Yes I know, although my experience around people who are blind or have minimal vision is limited.

For one thing, they're more likely to have the text read back to them, which is an excellent way to catch many of that type of error. Like with Siri, the speaking of pronunciation is necessary (i.e. "To be comma or not to be period."). With "to"/"too" and "two" you'd typically spell each one out.

There have been a few authors here who have used T2S (Text-to-Speech) programs over the years, but almost no blind authors (that I've noted).

Ernest Bywater

@REP

Yes I know, although my experience around people who are blind or have minimal vision is limited.


My mother was born with a rare eye disease that saw her go progressively blinder. By the time I was old enough to go to school (youngest of 3 kids) mum was totally blind. Thus I grew up in close contact with a blind person. Mum had learned to touch type while younger and would type her own letter on an old 1930s Remington typewriter. However, sometimes she'd get off line and the letters looked like gibberish, until you retyped them with the fingers offset by one spot.
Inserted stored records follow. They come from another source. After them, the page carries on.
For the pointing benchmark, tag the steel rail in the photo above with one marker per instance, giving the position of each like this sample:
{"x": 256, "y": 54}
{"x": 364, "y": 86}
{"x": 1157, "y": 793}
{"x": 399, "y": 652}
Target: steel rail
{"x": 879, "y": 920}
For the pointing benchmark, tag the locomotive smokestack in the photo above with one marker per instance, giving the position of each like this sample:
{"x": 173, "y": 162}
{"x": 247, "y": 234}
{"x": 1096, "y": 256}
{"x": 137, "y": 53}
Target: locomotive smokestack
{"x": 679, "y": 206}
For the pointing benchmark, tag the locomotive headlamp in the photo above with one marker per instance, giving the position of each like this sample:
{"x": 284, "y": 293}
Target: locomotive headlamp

Mum was very independent and could get around a lot by herself, but she also knew when she had to have help and asked for it.

Replies:   docholladay
docholladay

@Ernest Bywater

Mum was very independent and could get around a lot by herself, but she also knew when she had to have help and asked for it.
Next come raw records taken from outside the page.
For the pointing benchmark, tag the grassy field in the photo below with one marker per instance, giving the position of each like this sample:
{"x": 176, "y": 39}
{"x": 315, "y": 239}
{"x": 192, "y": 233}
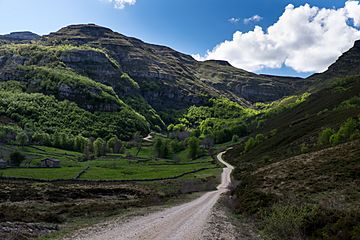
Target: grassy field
{"x": 50, "y": 209}
{"x": 112, "y": 167}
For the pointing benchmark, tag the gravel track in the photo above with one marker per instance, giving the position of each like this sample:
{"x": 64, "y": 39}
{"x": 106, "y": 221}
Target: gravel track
{"x": 183, "y": 222}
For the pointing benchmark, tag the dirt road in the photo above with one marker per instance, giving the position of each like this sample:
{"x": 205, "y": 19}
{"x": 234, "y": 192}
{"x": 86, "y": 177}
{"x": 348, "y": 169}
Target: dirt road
{"x": 184, "y": 222}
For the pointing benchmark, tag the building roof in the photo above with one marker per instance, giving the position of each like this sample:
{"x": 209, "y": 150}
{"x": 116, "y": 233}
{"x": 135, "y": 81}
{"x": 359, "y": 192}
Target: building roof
{"x": 51, "y": 159}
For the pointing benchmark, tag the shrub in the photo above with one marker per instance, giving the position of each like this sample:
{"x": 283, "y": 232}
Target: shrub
{"x": 285, "y": 222}
{"x": 16, "y": 158}
{"x": 235, "y": 138}
{"x": 22, "y": 138}
{"x": 324, "y": 136}
{"x": 259, "y": 138}
{"x": 250, "y": 144}
{"x": 304, "y": 148}
{"x": 355, "y": 135}
{"x": 336, "y": 139}
{"x": 194, "y": 147}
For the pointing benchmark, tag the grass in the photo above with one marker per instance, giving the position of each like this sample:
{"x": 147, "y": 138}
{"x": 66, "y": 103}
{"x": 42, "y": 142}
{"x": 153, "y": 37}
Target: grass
{"x": 41, "y": 173}
{"x": 113, "y": 167}
{"x": 139, "y": 171}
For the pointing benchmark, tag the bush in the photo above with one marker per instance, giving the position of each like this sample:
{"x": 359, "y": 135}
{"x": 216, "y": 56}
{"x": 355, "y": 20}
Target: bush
{"x": 22, "y": 138}
{"x": 250, "y": 144}
{"x": 285, "y": 222}
{"x": 16, "y": 158}
{"x": 194, "y": 147}
{"x": 324, "y": 136}
{"x": 259, "y": 138}
{"x": 235, "y": 138}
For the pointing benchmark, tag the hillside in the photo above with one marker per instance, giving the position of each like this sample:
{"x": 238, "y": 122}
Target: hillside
{"x": 104, "y": 71}
{"x": 167, "y": 76}
{"x": 298, "y": 169}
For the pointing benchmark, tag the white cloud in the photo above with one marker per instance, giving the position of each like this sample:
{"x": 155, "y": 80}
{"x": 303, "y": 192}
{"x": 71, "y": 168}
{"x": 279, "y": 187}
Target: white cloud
{"x": 305, "y": 38}
{"x": 234, "y": 20}
{"x": 121, "y": 4}
{"x": 255, "y": 18}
Heck we are all like that in some ways. I think that line from one of the Dirty Harry movies almost had it right: "A man has to know his limitations". Should have included the following: "and be willing to admit them by asking for help as needed". Of course its one of those things I learned the hard way.

sejintenej

@Switch Blayde

Of course, most writers seem to proof and edit their stories before posting them. So that doesn't seem like a valid reason, unless of course the writer is too lazy to do what he should before posting.

Or blind

There was a UK paperback author whose books one saw in the airport newsstands (he had a cousin of similar family name who was also an author). I only found out after he had an operation in the early 90's that he had been blind since about 1948 but he was writing his books and reading with software. He admitted that it took a long time to get the software right but conversing in newsgroups his grammar and spelling was logical and correct.
As for avoiding homonyms I am using early 2000's software to check my French grammar and spelling and it is excellent even where my speeeeeeeling is way out.
I would have thought that using a combination a writer could at least double check what is appearing on paper.
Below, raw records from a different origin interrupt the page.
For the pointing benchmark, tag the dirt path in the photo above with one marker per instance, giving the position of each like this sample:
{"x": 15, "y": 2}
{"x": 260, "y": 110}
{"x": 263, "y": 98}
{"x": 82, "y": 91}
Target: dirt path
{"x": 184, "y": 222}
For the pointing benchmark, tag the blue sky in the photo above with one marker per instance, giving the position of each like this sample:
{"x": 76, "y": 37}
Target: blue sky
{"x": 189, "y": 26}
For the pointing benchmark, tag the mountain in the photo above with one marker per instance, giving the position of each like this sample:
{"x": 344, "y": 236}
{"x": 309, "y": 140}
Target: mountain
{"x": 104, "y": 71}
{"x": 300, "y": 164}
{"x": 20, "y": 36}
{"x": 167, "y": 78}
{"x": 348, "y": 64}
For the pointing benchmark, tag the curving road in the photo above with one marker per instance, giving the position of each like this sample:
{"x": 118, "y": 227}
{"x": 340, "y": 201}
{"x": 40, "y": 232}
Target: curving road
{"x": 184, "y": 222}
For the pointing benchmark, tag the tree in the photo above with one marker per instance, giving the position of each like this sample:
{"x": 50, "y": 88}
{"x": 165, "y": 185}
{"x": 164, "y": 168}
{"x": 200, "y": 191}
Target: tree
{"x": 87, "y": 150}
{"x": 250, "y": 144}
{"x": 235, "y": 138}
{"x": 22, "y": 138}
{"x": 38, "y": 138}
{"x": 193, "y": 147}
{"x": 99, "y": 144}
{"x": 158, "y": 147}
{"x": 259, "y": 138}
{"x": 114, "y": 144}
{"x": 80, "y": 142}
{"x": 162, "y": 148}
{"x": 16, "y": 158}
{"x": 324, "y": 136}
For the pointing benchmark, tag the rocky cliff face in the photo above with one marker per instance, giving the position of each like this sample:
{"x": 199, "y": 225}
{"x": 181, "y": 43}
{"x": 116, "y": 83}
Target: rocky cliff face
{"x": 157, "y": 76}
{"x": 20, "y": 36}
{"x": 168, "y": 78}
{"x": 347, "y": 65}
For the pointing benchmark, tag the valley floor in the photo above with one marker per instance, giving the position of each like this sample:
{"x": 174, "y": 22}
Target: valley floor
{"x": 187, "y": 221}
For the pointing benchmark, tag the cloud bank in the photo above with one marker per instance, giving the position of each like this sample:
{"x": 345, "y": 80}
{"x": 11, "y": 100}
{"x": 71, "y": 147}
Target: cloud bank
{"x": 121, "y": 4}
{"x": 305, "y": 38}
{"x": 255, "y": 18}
As for CW's comment, perhaps it is my accent but, speaking slowly and clearly, I have almost never had problems with SIRI or with Cortana

Replies:   Crumbly Writer
Crumbly Writer
Updated:

@sejintenej


As for CW's comment, perhaps it is my accent but, speaking slowly and clearly, I have almost never had problems with SIRI or with Cortana


From posted reports, the next version of Siri (I forget the new name) will be hands and shoulders better than the current version. Apple bought the company that developed Siri but never hired the designers. They've again purchased a whole new company to acquire their technology, which we won't see until the next iteration of iOS devices.

The key difference, reportedly, is that it'll handle complex questions with 80% efficiency, as opposed to 30% with all the current technologies. There's no telling what it'll look like when it finally appears, though.

Replies:   Ernest Bywater
Ernest Bywater

@Crumbly Writer

There's no telling what it'll look like when it finally appears, though.


sure there is, it'll look like an iPhone!

Replies:   Crumbly Writer
Crumbly Writer

@Ernest Bywater

sure there is, it'll look like an iPhone!

It's funny how things turn around. When Apple first ran their first big ad about 1984, the lamented how everything looked the same, and now, every phone looks similar to the iPhone. Payback is a bitch! 'D

Replies:   Dominions Son
Dominions Son

@Crumbly Writer

When Apple first ran their first big ad about 1984, the lamented how everything looked the same, and now, every phone looks similar to the iPhone. Payback is a bitch! 'D


Form follows function. There aren't many functional options for forms for a touch screen driven smart phone, and none that would look drastically different from an iPhone.